Figure 3. ORP2 is re-localized from the cytoplasm to the oocyst capsule concomitantly with oocyst rupture.

(a) ORP2::mCherry construct. (b) Double labelling of ORP2::mCherry (red) and ORP1 (green) in oocysts 7 and 10 days p.b.f. Sporozoites have not yet formed. ORP2 is localized in the cytoplasm. Scale bars, 15 and 20 μm. (c) A mature oocyst at day 13 p.b.f. ORP2 is detected at the periphery partly overlapping with the Cap380 marker of the oocyst capsule. Scale bar, 10 μm. (d) Higher magnification of the oocyst in c reveals ORP2 (red) localization close to the capsule highlighted with Cap380 (green). Scale bar, 2.5 μm.

Figure 4. ORP1 and ORP2 HFDs form a dimer in vitro.

(a) Structural modelling of ORP1/ORP2 dimer together with human NF-YB and NF-YC chains used as templates. Thick ribbons show ORP1 in red and ORP2 in blue. The thin orange and middle blue ribbons present the template chains B and C of 1N1J.pdb, respectively, and the thin yellow and light blue ribbons the template chains B and C of 4AWL.pdb, respectively. (b) Pull-down assay of His-ORP2 with Ni-NTA beads reveal binding of ORP1. Gene sequences encoding peptides corresponding to each HFD with short flanking sequence were cloned in the pET-Duet-1 vector and the proteins expressed together in E. coli. ORP1 was tagged C-terminally to the S-tag and ORP2 N-terminally to a poly-His tag. The western blotting was loaded with cleared lysate (lanes L) and eluate from the Ni-NTA bead (lane E) and the proteins visualized by commercial antibodies directed against the tags. M, molecular weight marker in kDa. (c) Co-immunoprecipitation using the antibody against the S-tag to capture the complex from bacterial lysate. His-ORP2 was detected in the immuno-precipitated fraction. INP, input, bacterial lysate; PC, pre-cleaned lysate; IP, precipitated fraction; M, molecular weight marker in kDa.

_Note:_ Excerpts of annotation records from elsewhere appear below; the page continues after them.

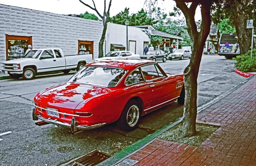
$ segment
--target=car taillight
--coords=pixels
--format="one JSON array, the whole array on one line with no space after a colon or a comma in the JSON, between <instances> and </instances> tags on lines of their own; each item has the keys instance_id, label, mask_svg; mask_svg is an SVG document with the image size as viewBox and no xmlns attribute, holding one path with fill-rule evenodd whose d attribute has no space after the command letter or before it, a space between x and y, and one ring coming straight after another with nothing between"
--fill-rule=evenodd
<instances>
[{"instance_id":1,"label":"car taillight","mask_svg":"<svg viewBox=\"0 0 256 166\"><path fill-rule=\"evenodd\" d=\"M93 114L90 112L76 112L76 114L77 115L79 115L80 117L90 117L93 115Z\"/></svg>"}]
</instances>

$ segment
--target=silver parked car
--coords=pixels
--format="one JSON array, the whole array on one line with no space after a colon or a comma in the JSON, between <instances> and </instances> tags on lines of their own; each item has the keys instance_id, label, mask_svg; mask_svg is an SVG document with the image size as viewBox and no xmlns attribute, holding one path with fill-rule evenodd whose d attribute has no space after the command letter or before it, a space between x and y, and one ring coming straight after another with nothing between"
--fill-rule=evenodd
<instances>
[{"instance_id":1,"label":"silver parked car","mask_svg":"<svg viewBox=\"0 0 256 166\"><path fill-rule=\"evenodd\" d=\"M180 60L184 58L189 58L191 57L192 52L186 49L177 49L174 53L168 55L170 60L178 59Z\"/></svg>"},{"instance_id":2,"label":"silver parked car","mask_svg":"<svg viewBox=\"0 0 256 166\"><path fill-rule=\"evenodd\" d=\"M140 55L134 54L128 51L110 52L104 57L96 59L94 61L111 59L140 59Z\"/></svg>"}]
</instances>

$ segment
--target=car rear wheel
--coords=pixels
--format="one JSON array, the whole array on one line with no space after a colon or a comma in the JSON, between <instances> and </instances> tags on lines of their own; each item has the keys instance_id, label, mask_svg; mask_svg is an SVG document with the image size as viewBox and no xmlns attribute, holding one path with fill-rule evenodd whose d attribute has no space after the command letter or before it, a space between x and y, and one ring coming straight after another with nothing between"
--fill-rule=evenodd
<instances>
[{"instance_id":1,"label":"car rear wheel","mask_svg":"<svg viewBox=\"0 0 256 166\"><path fill-rule=\"evenodd\" d=\"M185 88L184 86L182 87L180 94L180 97L178 97L177 101L179 104L184 104L185 103Z\"/></svg>"},{"instance_id":2,"label":"car rear wheel","mask_svg":"<svg viewBox=\"0 0 256 166\"><path fill-rule=\"evenodd\" d=\"M163 62L166 62L166 58L165 57L164 57L163 58Z\"/></svg>"},{"instance_id":3,"label":"car rear wheel","mask_svg":"<svg viewBox=\"0 0 256 166\"><path fill-rule=\"evenodd\" d=\"M28 68L24 70L22 74L22 78L26 80L33 79L35 76L35 72L32 68Z\"/></svg>"},{"instance_id":4,"label":"car rear wheel","mask_svg":"<svg viewBox=\"0 0 256 166\"><path fill-rule=\"evenodd\" d=\"M78 71L79 70L83 68L84 65L84 63L78 63L78 65L77 65L77 67L76 67L76 71Z\"/></svg>"},{"instance_id":5,"label":"car rear wheel","mask_svg":"<svg viewBox=\"0 0 256 166\"><path fill-rule=\"evenodd\" d=\"M21 74L9 74L10 75L10 77L14 79L17 79L20 77L21 77Z\"/></svg>"},{"instance_id":6,"label":"car rear wheel","mask_svg":"<svg viewBox=\"0 0 256 166\"><path fill-rule=\"evenodd\" d=\"M125 107L117 121L117 126L123 131L130 132L135 129L140 117L140 108L136 100L129 101Z\"/></svg>"}]
</instances>

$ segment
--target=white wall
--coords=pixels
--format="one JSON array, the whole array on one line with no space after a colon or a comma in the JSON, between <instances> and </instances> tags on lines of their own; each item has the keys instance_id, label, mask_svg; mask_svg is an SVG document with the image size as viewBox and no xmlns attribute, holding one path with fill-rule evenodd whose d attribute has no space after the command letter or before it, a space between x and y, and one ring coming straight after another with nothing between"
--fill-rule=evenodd
<instances>
[{"instance_id":1,"label":"white wall","mask_svg":"<svg viewBox=\"0 0 256 166\"><path fill-rule=\"evenodd\" d=\"M136 41L136 54L143 54L144 41L150 43L148 36L143 29L128 26L128 45L129 40ZM106 33L106 53L110 51L111 44L122 44L126 47L126 26L109 23ZM128 46L129 47L129 46ZM134 52L135 53L135 52Z\"/></svg>"}]
</instances>

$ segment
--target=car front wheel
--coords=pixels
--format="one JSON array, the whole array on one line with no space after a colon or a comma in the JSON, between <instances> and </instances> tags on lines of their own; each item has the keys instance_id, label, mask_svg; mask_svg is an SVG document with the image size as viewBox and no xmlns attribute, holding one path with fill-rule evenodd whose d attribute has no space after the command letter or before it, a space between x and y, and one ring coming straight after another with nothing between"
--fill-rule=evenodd
<instances>
[{"instance_id":1,"label":"car front wheel","mask_svg":"<svg viewBox=\"0 0 256 166\"><path fill-rule=\"evenodd\" d=\"M129 101L125 105L117 121L119 128L126 132L135 129L139 124L140 112L139 103L135 100Z\"/></svg>"}]
</instances>

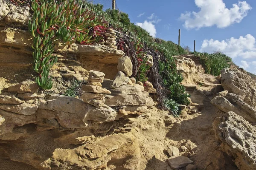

Figure 5. The HFD is necessary for ORP1 function.

(a) Schematic depiction of the construct encoding ORP1 in which the α2 to αC helices (aa 797–860) of the HFD were deleted leaving the epitope for the ORP1 antibody intact (green box). (b) Oocyst load in mosquitoes infected with orp1-hfd⁻compared with WT at day 11 (left) and day 21 p.b.f. (right). Pooled data from two independent experiments of each clone. NS, nonsignificant, ***P<0.0001, Mann–Whitney test. The complete data set is presented in Supplementary Fig. 9 and Supplementary Table 1. Error bars denote s.e.m. (c) ORP1 lacking the HFD is localized at the oocyst capsule at both day 14 and 20 p.b.f. Sporozoites are visible inside the oocysts. Nuclei stained with 4,6-diamidino-2-phenylindole (DAPI; blue) and the bright field (BF) image. Scale bars, 20 μm.